Me like thee career path. Interesting.


Discovering underlying principles and predicting outcomes is two sides of the same coin in that there is no way to confirm you have discovered underlying principles unless they have some predictive power.

Some had tried to come up with other criteria to confirm you have discovered an underlying principle without predictive power, such as on aesthetics - but this is seen by the majority of scientists as basically a cop out. See debate around string theory.

Note that this comment is summarizing a massive debate in the philosophy of science.
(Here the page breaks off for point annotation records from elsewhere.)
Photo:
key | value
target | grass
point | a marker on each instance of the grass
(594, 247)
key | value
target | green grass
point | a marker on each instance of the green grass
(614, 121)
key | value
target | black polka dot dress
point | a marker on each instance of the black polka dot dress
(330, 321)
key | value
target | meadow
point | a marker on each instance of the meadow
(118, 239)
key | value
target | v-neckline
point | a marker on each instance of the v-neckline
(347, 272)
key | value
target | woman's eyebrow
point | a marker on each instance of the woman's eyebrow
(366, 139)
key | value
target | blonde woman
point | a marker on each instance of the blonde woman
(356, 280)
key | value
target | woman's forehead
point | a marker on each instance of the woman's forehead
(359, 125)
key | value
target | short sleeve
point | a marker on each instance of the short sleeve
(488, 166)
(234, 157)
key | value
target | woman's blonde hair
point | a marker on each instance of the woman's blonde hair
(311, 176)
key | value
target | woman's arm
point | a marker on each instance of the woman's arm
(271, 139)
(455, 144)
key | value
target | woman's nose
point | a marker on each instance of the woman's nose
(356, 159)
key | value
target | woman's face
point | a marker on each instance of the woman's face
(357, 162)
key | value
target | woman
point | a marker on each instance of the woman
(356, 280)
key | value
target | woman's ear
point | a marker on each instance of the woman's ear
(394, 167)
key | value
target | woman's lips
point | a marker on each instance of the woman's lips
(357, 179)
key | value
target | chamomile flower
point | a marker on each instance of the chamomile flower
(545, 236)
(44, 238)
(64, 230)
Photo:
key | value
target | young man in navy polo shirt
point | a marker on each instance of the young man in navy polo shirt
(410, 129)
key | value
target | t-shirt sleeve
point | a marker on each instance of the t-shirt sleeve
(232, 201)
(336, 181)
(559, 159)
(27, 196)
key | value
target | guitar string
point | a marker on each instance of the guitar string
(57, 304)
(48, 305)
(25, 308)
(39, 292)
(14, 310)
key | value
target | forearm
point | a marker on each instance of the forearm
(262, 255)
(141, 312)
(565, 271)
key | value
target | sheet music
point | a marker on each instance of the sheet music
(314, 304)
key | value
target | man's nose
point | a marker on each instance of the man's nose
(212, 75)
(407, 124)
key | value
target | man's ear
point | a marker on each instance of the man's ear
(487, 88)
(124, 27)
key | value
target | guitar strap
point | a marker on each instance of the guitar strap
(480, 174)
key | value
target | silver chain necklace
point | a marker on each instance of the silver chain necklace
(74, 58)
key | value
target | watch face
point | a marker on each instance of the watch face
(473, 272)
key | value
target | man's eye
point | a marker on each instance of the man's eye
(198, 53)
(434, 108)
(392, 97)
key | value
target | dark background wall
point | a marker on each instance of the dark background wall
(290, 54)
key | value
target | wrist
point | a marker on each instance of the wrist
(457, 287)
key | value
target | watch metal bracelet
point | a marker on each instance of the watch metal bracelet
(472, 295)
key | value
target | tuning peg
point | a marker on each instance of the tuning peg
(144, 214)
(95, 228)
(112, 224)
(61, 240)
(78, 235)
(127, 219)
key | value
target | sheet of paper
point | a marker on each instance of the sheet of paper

If all you can do is predict an outcome without being able to explain how then what have you really discovered? Asking someone to just believe you can predict outcomes without any reasoning as to how, even if you're always right, sounds like the concept of faith in religion.


The how is actually just further hypotheses. It's turtles all the way down:

There is a car. We think it drives by burning petrol somehow.

How do we test this? We take petrol away and it stops driving.

Ok, so we know it has something to do with petrol. How does it burning the petrol make it drive?

We think it is caused by the burned petrol pushing the cylinders, which are attached to the wheels through some gearing. How do we test it? Take away the gearing and see if it drives.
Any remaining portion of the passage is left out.